Whether the trial court should intervene, and what intervention is appropriate, must depend upon the facts and circumstances of each particular case. The trial court may consider such facts such as: the particular nature of the spectator conduct at issue; how many spectators are involved; the duration of the conduct; whether the involved spectators have called attention to themselves in some way; where the spectators are seated in the courtroom; whether the jury can see or did the see the spectator conduct whether the involved spectators are part of some recognizable organization or group; whether the spectator conduct is the result of some intentional effect to influence the jury or merely an unintended display of emotion; and whether intervention will correct an ongoing problem or will simply serve to highlight a brief instance of misconduct for the jury. The list is not exhaustive inasmuch as the Court of Appeals will not presume to anticipate all of the various forms of spectator conduct that may occur during any given trial.
If the trial court decides to act, appropriate intervention may include such actions as a curative instruction to the jury, ordering the spectators to remove the display, removal of the offending spectators from the courtroom, or questioning of the jurors to determine whether they were influenced by the spectator conduct. If the trial court determines, in its discretion, that the spectator conduct was so prejudicial that no other form of curative action can ensure the defendant’s right to a fair trial, then a mistrial will be warranted.

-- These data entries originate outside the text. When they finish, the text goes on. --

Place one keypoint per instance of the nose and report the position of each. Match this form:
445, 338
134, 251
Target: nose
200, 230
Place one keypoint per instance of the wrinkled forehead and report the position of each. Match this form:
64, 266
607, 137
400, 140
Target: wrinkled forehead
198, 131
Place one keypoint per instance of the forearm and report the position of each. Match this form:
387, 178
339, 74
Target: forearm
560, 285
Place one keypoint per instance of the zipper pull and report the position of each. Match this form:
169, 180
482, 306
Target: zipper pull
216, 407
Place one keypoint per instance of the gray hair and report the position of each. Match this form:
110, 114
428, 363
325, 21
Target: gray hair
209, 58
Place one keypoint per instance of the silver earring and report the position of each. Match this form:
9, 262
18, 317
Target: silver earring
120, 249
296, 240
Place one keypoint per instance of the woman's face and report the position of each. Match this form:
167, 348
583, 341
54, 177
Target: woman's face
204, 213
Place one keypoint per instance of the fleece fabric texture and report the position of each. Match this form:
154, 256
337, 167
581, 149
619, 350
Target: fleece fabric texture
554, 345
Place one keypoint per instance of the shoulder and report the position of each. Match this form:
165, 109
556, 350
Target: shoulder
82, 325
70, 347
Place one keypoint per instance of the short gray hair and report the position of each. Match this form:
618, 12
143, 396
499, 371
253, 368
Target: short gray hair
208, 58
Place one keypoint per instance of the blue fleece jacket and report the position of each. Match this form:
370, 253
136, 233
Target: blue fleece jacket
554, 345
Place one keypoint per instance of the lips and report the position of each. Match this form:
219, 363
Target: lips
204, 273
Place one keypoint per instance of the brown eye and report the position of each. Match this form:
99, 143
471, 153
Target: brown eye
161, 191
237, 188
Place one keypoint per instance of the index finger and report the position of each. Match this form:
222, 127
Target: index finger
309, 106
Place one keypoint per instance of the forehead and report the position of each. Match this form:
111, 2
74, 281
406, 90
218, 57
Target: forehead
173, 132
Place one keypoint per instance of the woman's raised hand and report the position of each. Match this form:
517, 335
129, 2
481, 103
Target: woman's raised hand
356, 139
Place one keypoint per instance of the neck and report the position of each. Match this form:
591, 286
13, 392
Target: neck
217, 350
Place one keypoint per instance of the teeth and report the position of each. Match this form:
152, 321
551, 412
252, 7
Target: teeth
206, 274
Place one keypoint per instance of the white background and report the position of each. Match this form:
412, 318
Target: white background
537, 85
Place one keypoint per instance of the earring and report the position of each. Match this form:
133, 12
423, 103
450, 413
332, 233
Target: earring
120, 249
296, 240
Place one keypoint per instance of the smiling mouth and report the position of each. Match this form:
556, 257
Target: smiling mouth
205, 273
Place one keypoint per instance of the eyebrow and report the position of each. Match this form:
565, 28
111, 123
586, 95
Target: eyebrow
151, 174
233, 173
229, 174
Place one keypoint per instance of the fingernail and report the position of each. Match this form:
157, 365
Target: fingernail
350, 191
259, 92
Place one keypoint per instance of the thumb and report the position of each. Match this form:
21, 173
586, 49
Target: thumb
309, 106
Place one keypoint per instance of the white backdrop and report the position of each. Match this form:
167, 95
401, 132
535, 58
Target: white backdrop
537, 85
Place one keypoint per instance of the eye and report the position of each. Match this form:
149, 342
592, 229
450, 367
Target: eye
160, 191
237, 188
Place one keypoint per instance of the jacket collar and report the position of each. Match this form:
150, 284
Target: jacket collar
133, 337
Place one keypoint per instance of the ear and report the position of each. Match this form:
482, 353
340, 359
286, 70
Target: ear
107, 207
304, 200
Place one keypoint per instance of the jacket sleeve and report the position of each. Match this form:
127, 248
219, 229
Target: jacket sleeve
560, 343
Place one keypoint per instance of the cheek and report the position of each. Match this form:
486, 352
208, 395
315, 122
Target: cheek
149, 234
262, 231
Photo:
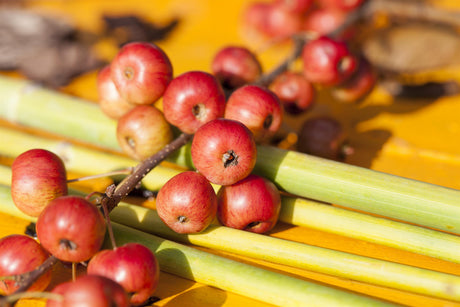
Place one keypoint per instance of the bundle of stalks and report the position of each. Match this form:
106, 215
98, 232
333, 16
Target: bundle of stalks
429, 215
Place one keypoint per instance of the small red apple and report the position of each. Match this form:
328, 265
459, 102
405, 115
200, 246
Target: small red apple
295, 6
187, 203
38, 176
20, 254
193, 99
110, 100
341, 5
358, 86
141, 72
295, 92
258, 108
71, 228
235, 66
328, 62
132, 265
143, 131
251, 204
224, 151
90, 291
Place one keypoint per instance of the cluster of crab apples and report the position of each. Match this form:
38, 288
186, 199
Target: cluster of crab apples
226, 112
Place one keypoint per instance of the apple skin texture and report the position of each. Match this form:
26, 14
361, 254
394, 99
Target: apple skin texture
258, 108
193, 99
143, 131
141, 72
252, 204
90, 291
110, 101
187, 203
71, 228
132, 265
20, 254
38, 176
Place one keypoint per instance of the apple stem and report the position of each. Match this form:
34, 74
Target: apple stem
301, 39
126, 171
114, 195
109, 223
28, 278
74, 271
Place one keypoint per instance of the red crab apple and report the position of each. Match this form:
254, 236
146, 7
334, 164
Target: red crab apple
295, 92
71, 228
193, 99
224, 151
295, 6
38, 176
110, 101
132, 265
258, 108
90, 291
187, 203
20, 254
141, 72
328, 62
235, 66
341, 5
143, 131
252, 204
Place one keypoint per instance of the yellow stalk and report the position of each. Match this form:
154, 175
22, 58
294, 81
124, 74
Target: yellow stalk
297, 211
285, 252
229, 275
299, 255
303, 175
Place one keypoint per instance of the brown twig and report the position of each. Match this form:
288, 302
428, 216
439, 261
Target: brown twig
28, 278
112, 198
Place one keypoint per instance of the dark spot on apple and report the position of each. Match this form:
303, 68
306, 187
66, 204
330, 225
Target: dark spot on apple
131, 142
198, 110
128, 73
344, 64
268, 121
182, 219
67, 244
252, 224
230, 158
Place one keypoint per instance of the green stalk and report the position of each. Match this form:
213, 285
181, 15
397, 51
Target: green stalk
361, 188
223, 273
26, 103
294, 254
238, 277
299, 255
303, 175
297, 211
79, 159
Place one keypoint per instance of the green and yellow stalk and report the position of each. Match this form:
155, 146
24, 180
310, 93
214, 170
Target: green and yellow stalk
297, 211
303, 175
223, 273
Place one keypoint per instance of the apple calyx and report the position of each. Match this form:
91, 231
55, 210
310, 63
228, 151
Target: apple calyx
67, 244
230, 158
128, 73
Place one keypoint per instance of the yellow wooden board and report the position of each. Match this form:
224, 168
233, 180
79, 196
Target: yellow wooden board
409, 138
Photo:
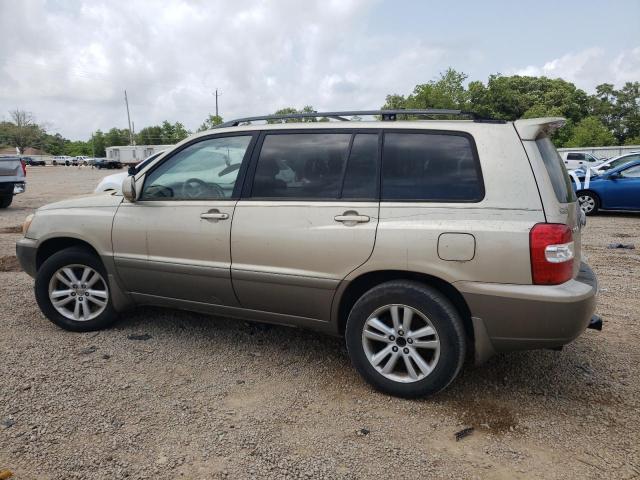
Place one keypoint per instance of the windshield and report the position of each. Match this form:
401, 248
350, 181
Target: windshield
148, 160
622, 160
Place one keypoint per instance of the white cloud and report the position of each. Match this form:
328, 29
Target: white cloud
589, 67
69, 63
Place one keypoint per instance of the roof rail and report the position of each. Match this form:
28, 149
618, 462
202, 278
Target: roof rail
386, 115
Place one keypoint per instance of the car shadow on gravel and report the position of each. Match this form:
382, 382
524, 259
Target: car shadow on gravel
491, 396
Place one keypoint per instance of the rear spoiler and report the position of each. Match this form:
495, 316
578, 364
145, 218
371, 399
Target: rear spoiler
532, 128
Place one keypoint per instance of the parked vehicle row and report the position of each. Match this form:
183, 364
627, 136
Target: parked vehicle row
13, 174
405, 237
616, 187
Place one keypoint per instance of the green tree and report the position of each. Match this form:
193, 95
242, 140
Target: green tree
293, 110
77, 148
23, 130
590, 132
173, 133
210, 122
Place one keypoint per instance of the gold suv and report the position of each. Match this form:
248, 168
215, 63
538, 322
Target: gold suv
421, 241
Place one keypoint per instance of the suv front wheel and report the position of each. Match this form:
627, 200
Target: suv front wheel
73, 292
406, 339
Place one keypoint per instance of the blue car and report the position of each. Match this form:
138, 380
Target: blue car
616, 189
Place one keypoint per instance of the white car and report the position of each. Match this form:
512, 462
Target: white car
614, 162
573, 160
113, 183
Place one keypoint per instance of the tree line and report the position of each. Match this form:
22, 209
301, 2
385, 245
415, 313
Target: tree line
610, 116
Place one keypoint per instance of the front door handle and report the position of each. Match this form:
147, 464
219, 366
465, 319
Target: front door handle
214, 215
351, 217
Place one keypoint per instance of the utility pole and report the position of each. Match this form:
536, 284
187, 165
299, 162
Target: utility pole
217, 95
126, 101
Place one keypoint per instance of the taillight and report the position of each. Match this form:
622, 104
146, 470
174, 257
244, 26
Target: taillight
551, 246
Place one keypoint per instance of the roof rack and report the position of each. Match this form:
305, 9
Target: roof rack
386, 115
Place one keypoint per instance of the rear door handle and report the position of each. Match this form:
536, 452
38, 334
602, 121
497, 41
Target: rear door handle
352, 217
215, 215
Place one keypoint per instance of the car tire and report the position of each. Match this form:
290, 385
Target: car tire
6, 201
417, 370
589, 202
53, 280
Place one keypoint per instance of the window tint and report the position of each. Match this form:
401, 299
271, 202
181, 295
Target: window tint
557, 173
631, 172
430, 167
361, 177
301, 165
206, 170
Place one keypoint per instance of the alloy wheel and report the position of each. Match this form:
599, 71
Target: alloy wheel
401, 343
78, 292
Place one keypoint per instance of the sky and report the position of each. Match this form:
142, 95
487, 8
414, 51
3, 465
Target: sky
69, 62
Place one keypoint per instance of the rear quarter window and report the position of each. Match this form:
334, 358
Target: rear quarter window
557, 172
430, 167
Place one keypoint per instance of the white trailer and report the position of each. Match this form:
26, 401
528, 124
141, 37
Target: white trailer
132, 154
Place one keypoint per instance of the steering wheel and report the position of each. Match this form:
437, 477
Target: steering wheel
194, 188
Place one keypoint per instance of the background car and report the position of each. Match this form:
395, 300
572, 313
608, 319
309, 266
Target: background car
32, 162
108, 164
62, 160
12, 179
617, 189
609, 164
573, 160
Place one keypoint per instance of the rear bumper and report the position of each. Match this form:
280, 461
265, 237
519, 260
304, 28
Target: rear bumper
522, 317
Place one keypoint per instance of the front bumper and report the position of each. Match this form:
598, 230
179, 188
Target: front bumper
522, 317
26, 249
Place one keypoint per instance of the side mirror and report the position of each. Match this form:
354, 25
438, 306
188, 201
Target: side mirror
129, 189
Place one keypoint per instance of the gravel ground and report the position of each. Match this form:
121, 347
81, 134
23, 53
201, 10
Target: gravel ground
169, 394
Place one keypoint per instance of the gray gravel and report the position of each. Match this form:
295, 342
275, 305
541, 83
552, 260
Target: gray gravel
169, 394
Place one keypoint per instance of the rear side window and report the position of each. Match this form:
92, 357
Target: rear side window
301, 166
555, 168
430, 167
360, 181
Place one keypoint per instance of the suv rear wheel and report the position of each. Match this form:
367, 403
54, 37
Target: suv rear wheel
406, 339
73, 292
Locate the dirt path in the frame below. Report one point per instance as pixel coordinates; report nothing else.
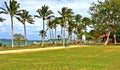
(36, 49)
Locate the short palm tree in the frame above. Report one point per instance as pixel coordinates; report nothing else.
(12, 10)
(23, 17)
(45, 14)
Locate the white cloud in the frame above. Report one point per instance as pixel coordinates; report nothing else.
(78, 6)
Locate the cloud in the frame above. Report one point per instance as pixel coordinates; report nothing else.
(78, 6)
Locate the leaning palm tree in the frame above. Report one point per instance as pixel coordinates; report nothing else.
(12, 9)
(44, 13)
(23, 17)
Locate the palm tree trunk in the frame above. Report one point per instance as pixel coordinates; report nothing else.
(77, 36)
(106, 42)
(115, 42)
(12, 31)
(55, 35)
(43, 34)
(25, 34)
(50, 36)
(64, 37)
(61, 35)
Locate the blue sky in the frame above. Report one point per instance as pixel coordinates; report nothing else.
(78, 6)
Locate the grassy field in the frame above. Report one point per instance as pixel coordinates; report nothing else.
(80, 58)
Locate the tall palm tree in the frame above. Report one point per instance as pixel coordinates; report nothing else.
(2, 11)
(23, 17)
(50, 27)
(12, 9)
(44, 13)
(65, 13)
(78, 19)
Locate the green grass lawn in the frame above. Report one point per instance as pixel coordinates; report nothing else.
(81, 58)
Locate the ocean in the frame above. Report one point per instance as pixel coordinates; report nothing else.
(7, 42)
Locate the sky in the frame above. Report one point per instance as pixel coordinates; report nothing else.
(78, 6)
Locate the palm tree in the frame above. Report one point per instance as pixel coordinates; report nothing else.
(12, 9)
(45, 14)
(2, 11)
(65, 13)
(23, 17)
(50, 27)
(42, 33)
(77, 21)
(85, 22)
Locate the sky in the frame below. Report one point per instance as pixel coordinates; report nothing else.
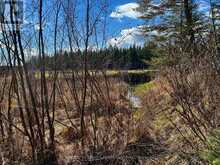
(124, 23)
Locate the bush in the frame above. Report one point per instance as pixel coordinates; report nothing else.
(212, 154)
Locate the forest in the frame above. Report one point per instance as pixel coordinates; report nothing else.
(110, 82)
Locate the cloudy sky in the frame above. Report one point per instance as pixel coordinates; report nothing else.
(125, 19)
(125, 23)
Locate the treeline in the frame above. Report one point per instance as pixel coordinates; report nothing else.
(109, 58)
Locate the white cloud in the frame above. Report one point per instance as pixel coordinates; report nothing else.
(127, 37)
(126, 10)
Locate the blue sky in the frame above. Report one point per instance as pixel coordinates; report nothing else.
(122, 20)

The appropriate action will, of course, be informed by any request from counsel. In deciding whether to intervene and what intervention is appropriate, the trial court’s paramount concerns must be the protection of the defendant’s fundamental right to a fair trial and the court’s obligation to preserve order and decorum in the courtroom.
Appellate courts evaluating a defendant’s contention that the trial court erred in refusing to intervene in spectator conduct, or did not intervene appropriately, should review the trial court’s action or inaction for abuse of discretion. The trial court is best situated to take all the circumstances into account and to determine the appropriate intervention, People v Ming Li, 91 NY2d 913, 917 ; Matter of Plummer v Rothwax, 63 NY2d 243, 250. One factor the trial court should not consider, however, in deciding whether and how to intervene in spectator conduct, is any First Amendment rights of the spectators themselves. The Court of Appeals held that the court is not a public hall for the expression of views, nor is it a political arena or a street. It is a place for trial of defined issues in accordance with law and rules of evidence, with standards of demeanor for court, jurors, parties, witnesses and counsel. All others are absolutely silent nonfactors with the right only to use their eyes and ears, Katz v Murtagh 28 NY2d at 240.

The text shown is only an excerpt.